Assessing regional homogeneity and cognitive function alterations in pediatric brain tumor patients: a resting-state functional magnetic resonance imaging study
Introduction
Central nervous system (CNS) tumors have recently overtaken leukemia as the most common tumor in children aged 0–14 years, with a reported incidence of 5.96 per 100,000 children annually, presenting a significant challenge to pediatric health (1). Despite the high malignancy rate in pediatric CNS tumors, advancements in medical science and technology have significantly improved the 5-year survival rates, which currently range from 18% to as high as 93% (2). This improvement in survival rates underscores the growing need to assess and understand cognitive abilities in these children, an area in which research is still limited (3).

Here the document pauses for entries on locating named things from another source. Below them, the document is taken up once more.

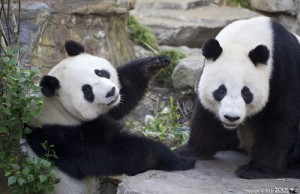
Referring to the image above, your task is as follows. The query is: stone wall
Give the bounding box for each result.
[21,0,134,74]
[250,0,300,35]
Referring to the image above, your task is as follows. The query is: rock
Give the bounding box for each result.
[160,46,204,89]
[250,0,295,13]
[136,0,210,10]
[172,57,204,89]
[117,151,299,194]
[20,3,50,67]
[130,5,259,48]
[20,0,135,74]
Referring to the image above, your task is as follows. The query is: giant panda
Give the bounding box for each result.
[27,40,195,194]
[177,16,300,179]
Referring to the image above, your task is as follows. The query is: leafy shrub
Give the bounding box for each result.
[0,50,59,194]
[127,97,188,149]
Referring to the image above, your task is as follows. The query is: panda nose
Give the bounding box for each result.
[224,115,240,122]
[105,87,116,98]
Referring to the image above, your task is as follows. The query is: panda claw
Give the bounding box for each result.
[144,55,171,78]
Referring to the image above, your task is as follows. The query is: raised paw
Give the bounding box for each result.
[235,163,274,179]
[143,55,171,78]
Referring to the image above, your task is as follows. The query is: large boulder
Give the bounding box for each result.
[21,0,134,74]
[130,0,259,48]
[117,151,299,194]
[250,0,295,13]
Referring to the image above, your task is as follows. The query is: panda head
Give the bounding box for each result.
[40,41,120,124]
[198,39,271,129]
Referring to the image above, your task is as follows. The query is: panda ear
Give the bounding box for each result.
[202,38,223,61]
[248,45,270,66]
[65,40,84,57]
[40,75,60,97]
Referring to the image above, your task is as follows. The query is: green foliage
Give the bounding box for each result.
[0,50,58,194]
[127,15,158,50]
[156,50,186,85]
[225,0,251,9]
[127,97,188,149]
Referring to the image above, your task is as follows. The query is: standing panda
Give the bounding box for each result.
[27,41,195,194]
[177,17,300,179]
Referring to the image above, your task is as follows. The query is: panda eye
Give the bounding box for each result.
[81,84,95,102]
[213,84,227,101]
[241,86,253,104]
[95,69,110,79]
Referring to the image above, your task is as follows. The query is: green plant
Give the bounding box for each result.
[156,50,186,85]
[127,97,188,149]
[0,49,58,194]
[127,15,158,52]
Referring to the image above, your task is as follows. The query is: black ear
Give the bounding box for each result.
[40,75,60,97]
[202,38,223,61]
[249,45,270,65]
[65,40,84,57]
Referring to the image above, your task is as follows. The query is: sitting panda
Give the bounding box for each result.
[177,16,300,179]
[27,41,195,194]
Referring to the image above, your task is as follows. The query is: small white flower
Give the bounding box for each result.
[144,115,154,123]
[161,107,170,114]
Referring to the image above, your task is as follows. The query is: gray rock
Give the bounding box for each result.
[136,0,210,10]
[20,0,134,74]
[250,0,295,13]
[172,56,204,89]
[20,3,50,67]
[117,151,300,194]
[131,5,259,48]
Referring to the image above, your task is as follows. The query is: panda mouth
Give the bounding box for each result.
[223,123,239,129]
[108,95,120,106]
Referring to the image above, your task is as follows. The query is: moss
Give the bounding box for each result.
[127,15,158,50]
[156,50,186,85]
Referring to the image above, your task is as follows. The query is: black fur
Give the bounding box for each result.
[248,45,270,65]
[177,20,300,179]
[108,56,170,119]
[65,40,84,57]
[81,84,95,102]
[27,56,195,179]
[202,39,223,61]
[40,75,60,97]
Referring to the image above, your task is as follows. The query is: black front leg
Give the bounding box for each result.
[176,98,239,159]
[108,56,170,119]
[235,111,299,179]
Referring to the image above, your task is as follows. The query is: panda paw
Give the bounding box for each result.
[173,157,196,170]
[235,163,274,179]
[143,55,171,79]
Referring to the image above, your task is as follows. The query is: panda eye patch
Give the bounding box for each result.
[241,86,253,104]
[213,84,227,102]
[95,69,110,79]
[81,84,95,102]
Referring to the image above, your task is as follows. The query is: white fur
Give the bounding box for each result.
[27,53,121,194]
[38,53,121,125]
[198,17,273,128]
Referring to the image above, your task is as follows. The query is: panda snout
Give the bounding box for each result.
[224,115,241,122]
[105,87,116,98]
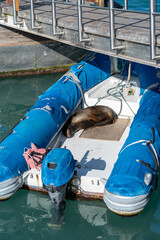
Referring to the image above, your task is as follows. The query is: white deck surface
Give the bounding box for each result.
[61,77,140,195]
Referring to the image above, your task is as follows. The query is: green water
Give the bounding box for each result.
[0,74,160,240]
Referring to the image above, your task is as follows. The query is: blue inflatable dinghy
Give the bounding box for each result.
[0,54,111,200]
[104,85,160,215]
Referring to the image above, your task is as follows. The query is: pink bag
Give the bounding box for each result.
[23,143,50,170]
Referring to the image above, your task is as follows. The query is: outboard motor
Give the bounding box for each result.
[42,148,76,225]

Resting-state functional magnetic resonance imaging (rs-fMRI), a noninvasive and nonionizing technique offering high spatial resolution, is instrumental in detecting activated brain regions in vivo through blood oxygenation level-dependent (BOLD) signals and has become integral in brain disease research (4,5). Among the analytical methods derived from rs-fMRI, regional homogeneity (ReHo) is notable (6). ReHo reflects spontaneous brain functional activity as a measurement of the synchrony of time series between a target voxel and its neighboring voxels via the Kendall coefficient concordance (KCC). It is particularly valuable for characterizing the local attributes of spontaneous brain activity. Variations in ReHo, either as an increase or decrease, can indicate alterations in the synchronization or coordination of local brain activity, which may potentially underpin the cognitive dysfunction in patients (7).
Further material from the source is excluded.